Box center: (0.25, 0.25, -0.00) Box side lengths: (2.00, 1.50, 1.50)

2.3. Visualization

3. Optimizing a Neural Radiance Field (NeRF) (20 points)

4. NeRF Extras (CHOOSE ONE! More than one is extra credit)

4.1 View Dependence (10 points)

python volume_rendering_main.py –config-name=nerf_materials

We extend NeRF to include view-dependent appearance. The network first predicts density from shared layers using only spatial coordinates, and then combines view directions with intermediate features in the final layers to produce color. The view direction should only influence a few layers to model subtle effects like specular highlights, without changing geometry. If the network relied only on view direction and ignored spatial input, it might still reproduce the training views but fail to generalize to nearby viewpoints. Thus, carefully introducing such structure helps improve both training stability and generalization.

Left: view-dependent; Right: view-independent

B. Neural Surface Rendering (50 points)

5. Sphere Tracing (10 points)

  def sphere_tracing(
        self,
        implicit_fn,
        origins, # Nx3
        directions, # Nx3
    ):
        
        num_rays = origins.shape[0]
        device = origins.device

        points = origins.clone()
        distances = torch.full((num_rays, 1), self.near, device=device, dtype=torch.float32)
        mask = torch.zeros((num_rays, 1), dtype=torch.bool, device=device)

        for _ in range(self.max_iters):
            sdf = implicit_fn(points).squeeze(1)  # (N,)
            surface_hit = (sdf.abs() < 1e-4)
            mask[:, 0] |= surface_hit

            continue_tracing = (sdf > 1e-4) & (distances.squeeze(1) < self.far)
            if not continue_tracing.any():
                break

            points[continue_tracing] += directions[continue_tracing] * sdf[continue_tracing, None]
            distances[continue_tracing] += sdf[continue_tracing, None]
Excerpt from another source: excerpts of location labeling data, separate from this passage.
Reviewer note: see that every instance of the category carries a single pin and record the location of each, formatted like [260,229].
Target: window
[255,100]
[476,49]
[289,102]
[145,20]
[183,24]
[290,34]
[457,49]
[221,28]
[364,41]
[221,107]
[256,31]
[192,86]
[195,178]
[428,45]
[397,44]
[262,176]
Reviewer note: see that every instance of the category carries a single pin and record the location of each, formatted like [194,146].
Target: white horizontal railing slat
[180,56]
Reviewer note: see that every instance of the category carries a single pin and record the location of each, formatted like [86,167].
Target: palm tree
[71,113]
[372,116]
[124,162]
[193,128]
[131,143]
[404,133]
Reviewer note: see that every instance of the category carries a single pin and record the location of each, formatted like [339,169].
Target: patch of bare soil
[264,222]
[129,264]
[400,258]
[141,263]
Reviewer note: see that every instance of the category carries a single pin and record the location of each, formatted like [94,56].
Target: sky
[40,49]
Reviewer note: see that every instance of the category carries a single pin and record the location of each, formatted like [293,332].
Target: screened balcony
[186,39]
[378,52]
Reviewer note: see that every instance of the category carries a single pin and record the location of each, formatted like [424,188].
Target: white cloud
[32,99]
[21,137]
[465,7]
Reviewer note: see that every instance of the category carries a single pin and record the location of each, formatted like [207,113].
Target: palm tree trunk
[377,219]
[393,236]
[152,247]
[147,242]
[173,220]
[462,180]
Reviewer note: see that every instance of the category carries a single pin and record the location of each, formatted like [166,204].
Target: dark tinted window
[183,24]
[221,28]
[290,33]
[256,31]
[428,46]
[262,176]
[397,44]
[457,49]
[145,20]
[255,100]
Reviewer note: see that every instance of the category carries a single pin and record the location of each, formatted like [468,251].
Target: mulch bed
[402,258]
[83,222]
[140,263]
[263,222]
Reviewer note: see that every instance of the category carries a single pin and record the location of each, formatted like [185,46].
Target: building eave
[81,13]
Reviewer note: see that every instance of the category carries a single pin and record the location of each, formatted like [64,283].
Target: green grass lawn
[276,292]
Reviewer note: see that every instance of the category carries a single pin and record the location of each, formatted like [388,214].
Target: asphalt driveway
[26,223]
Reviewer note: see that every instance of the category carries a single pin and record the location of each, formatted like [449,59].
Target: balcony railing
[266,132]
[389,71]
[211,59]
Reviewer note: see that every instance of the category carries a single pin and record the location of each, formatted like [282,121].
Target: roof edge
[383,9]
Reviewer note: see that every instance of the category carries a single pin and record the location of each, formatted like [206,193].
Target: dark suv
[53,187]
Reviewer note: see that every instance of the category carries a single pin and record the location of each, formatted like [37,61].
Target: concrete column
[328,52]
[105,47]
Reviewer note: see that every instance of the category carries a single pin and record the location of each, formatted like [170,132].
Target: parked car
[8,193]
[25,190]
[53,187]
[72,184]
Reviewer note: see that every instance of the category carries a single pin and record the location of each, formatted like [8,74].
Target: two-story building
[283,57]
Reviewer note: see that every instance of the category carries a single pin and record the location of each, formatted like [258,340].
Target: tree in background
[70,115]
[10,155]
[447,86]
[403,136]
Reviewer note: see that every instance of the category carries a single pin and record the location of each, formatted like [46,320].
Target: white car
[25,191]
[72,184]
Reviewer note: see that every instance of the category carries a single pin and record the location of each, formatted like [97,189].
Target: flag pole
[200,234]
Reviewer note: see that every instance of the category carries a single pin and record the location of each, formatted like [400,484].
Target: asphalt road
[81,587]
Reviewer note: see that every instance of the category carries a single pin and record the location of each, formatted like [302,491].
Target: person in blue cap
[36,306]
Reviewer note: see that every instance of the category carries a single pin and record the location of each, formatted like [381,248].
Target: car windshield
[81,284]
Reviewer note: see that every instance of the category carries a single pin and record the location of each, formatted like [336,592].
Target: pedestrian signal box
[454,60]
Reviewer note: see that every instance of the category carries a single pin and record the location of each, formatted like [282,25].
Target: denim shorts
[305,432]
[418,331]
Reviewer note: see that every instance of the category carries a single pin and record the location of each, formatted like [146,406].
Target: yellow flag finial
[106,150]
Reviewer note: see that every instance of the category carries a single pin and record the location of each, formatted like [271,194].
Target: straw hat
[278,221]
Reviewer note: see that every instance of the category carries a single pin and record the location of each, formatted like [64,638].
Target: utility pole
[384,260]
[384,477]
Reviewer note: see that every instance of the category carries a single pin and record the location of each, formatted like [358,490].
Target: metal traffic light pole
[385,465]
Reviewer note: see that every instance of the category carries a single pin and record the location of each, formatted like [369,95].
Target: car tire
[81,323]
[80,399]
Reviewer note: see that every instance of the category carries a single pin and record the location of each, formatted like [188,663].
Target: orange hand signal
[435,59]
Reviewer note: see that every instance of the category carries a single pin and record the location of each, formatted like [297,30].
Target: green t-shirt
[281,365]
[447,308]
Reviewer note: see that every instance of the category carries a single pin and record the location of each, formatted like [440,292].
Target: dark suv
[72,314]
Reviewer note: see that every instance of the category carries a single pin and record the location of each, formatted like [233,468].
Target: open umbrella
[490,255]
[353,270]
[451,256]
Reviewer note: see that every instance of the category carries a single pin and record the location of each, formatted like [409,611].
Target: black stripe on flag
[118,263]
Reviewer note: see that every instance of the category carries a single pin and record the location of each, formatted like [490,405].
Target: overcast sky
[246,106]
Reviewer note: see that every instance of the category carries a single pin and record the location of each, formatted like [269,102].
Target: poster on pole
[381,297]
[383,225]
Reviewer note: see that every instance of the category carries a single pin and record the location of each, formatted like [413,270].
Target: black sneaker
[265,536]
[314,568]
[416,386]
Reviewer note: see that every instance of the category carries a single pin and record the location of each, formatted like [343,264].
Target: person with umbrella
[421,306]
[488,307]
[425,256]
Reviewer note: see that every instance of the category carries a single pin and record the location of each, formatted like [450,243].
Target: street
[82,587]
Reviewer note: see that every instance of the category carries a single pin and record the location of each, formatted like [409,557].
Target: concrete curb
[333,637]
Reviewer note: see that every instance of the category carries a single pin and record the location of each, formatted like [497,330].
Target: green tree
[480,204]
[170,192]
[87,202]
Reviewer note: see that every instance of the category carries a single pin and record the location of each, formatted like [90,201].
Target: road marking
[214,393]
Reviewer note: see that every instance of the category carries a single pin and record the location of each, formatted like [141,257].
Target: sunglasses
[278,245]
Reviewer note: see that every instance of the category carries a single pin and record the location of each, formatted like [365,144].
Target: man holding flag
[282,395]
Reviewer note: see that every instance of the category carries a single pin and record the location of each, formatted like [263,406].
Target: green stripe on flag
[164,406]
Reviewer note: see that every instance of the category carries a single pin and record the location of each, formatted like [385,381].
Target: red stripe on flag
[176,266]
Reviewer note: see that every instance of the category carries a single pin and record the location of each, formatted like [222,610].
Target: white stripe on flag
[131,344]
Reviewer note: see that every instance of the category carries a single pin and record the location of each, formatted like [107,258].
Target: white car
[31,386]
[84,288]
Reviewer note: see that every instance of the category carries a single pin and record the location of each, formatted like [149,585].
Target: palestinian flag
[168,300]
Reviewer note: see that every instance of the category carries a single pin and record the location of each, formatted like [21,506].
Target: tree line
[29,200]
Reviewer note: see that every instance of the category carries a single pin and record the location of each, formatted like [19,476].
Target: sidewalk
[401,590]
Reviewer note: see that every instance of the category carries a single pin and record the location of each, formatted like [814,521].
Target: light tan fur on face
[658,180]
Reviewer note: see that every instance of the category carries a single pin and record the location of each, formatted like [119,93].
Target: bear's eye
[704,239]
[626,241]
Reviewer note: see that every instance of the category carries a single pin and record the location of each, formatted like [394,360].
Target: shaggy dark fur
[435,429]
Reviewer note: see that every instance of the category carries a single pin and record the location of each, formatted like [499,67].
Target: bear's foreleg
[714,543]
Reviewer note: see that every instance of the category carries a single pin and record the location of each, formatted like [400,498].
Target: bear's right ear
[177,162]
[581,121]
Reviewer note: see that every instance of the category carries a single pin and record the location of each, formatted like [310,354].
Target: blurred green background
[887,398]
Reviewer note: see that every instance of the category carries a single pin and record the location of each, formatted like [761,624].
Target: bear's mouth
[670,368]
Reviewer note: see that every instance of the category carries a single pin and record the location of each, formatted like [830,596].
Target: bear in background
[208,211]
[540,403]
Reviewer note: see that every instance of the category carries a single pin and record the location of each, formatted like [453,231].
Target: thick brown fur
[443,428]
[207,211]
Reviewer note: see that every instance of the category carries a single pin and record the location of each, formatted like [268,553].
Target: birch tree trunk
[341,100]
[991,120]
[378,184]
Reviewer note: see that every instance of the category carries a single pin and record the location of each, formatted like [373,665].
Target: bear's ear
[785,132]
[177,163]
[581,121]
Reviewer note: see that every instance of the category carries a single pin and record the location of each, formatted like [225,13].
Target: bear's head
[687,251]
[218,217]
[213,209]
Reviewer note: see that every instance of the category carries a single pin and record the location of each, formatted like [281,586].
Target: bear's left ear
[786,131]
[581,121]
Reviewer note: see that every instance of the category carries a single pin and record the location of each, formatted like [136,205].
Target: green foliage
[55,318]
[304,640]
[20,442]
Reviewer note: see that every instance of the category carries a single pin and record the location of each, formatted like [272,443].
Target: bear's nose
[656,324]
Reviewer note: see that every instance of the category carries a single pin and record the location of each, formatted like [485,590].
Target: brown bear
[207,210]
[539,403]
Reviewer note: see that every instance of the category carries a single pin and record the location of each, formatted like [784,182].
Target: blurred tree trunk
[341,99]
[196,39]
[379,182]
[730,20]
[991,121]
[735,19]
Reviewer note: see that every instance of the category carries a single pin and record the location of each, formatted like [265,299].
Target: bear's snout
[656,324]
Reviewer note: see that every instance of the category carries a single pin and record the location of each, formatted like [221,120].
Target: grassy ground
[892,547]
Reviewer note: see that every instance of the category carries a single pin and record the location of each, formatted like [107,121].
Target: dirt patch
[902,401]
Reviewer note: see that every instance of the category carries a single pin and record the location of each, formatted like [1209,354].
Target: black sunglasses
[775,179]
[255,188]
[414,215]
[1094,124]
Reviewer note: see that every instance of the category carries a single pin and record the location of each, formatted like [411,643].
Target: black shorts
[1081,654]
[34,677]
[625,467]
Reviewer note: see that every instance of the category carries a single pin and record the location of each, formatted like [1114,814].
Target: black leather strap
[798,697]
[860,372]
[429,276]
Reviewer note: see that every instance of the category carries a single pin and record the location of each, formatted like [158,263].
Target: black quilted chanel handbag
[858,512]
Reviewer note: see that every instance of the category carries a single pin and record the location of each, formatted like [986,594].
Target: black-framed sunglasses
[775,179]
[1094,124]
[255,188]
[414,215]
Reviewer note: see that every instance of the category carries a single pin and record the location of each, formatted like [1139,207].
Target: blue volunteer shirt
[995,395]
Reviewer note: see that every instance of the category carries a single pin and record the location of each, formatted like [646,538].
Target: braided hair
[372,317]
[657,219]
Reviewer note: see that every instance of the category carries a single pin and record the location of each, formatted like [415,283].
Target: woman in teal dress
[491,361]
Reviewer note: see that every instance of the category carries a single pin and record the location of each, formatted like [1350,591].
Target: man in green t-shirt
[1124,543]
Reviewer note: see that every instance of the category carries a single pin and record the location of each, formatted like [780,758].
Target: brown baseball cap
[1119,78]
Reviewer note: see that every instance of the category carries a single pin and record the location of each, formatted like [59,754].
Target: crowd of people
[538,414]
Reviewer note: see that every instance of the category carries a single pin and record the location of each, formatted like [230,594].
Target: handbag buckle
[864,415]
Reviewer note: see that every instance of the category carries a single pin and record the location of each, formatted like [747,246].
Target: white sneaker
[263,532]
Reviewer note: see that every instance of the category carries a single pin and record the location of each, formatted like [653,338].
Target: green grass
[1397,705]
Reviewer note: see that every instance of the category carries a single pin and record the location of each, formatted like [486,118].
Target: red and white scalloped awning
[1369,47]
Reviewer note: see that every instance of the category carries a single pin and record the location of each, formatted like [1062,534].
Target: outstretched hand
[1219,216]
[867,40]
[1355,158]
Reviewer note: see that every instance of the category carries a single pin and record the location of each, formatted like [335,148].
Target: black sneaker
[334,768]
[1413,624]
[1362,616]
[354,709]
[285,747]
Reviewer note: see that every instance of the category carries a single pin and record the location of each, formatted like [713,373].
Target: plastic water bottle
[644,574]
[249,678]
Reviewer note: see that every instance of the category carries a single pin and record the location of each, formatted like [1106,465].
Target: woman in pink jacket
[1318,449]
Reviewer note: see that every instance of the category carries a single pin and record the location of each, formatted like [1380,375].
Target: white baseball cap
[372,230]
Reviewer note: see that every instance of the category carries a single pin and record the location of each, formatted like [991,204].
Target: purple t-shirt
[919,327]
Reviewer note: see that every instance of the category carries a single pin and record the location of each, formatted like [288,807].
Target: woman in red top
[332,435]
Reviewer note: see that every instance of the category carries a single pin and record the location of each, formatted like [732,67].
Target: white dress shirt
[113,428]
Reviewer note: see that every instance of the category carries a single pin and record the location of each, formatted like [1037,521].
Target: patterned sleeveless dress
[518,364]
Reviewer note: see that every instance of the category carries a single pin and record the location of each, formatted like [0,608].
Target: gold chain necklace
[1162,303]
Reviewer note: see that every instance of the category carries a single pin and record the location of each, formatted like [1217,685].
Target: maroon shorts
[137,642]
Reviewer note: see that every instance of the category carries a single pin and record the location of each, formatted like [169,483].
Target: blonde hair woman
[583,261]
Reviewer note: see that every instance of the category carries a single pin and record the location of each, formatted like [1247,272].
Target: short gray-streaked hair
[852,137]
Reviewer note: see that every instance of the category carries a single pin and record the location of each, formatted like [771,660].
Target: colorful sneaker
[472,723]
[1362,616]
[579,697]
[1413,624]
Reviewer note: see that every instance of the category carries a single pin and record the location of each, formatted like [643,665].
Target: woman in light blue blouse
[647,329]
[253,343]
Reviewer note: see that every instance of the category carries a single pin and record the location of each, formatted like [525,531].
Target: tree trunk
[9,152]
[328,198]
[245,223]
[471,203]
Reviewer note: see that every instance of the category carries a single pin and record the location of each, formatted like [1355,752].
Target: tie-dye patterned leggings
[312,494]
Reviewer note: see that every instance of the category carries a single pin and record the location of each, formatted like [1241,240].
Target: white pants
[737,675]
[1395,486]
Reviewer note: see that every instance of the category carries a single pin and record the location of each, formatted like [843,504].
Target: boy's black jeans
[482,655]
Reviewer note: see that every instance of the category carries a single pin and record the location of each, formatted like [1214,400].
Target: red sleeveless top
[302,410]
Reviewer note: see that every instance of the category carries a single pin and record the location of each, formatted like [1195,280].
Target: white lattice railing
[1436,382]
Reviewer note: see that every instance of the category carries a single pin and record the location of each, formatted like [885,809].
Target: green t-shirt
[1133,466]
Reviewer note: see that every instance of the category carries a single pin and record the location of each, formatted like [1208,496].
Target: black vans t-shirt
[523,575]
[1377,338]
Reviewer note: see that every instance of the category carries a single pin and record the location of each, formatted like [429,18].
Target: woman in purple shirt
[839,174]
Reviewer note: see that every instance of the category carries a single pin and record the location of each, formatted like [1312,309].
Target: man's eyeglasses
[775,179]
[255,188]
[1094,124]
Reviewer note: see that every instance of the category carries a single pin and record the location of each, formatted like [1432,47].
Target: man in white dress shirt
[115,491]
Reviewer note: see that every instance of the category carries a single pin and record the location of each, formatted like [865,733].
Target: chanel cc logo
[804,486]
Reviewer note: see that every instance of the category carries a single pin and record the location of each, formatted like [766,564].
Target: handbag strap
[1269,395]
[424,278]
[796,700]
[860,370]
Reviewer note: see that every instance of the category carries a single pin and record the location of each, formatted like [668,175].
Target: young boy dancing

        return points, mask

Starting from the ray origins, it repeatedly moves each point along its ray direction by the current SDF value, which estimates the distance to the nearest surface. During each iteration, it checks whether a point is close enough to the surface (SDF ≈ 0) to be considered a hit and updates a mask to mark successful intersections. The process continues until all rays either hit the surface or exceed the maximum tracing distance. The function finally returns the estimated intersection points and a boolean mask indicating which rays hit the surface.

The rendered result.

6. Optimizing a Neural SDF (15 points)

The rendered result of the optimized neural SDF.

7. VolSDF (15 points)

I use alpha: 10.0 and beta: 0.01 as its the best combination from my experiments. The rendered result is attached below.

In the VolSDF formulation, α determines the overall magnitude of the predicted density, while β controls how abruptly the density changes around the surface boundary. When β approaches zero, the model essentially produces a step-like behavior — densities are close to α inside the object and almost zero outside, resulting in a sharp, well-defined surface.

How does high beta bias your learned SDF? What about low beta?

When β is large, the SDF-to-density mapping becomes smoother. This tends to produce softer boundaries and thicker geometry since the density decays gradually rather than sharply.

When β is small, the transition becomes much steeper, which allows the network to represent thin, crisp surfaces. However, it may also introduce instability or sensitivity to small errors due to the sharp gradient near the boundary.

Would an SDF be easier to train with volume rendering and low beta or high beta? Why?

From an optimization perspective, using a smaller β generally helps the model learn the zero-level surface more effectively, since the gradient signal is concentrated around a narrow region close to the true surface.

Conversely, a larger β leads to smoother gradients but spreads the supervision over a wider area, making convergence slower and potentially leading to less precise surfaces.

Would you be more likely to learn an accurate surface with high beta or low beta? Why?

Sharper (low-β) transitions typically correspond to more accurate surface reconstruction, as the model can better localize the boundary.

8. Neural Surface Extras

8.3 Alternate SDF to Density Conversions

Here we explore two different strategies for mapping SDF values to volume densities — one used in VolSDF and the other in NeuS. The two methods behave quite differently: VolSDF produces crisper and more well-defined geometry, while NeuS tends to generate overly smooth results and, in some cases, even fails to produce a valid mesh due to low density contrast. I believe NeuS could perform comparably with a more extensive hyperparameter tuning process.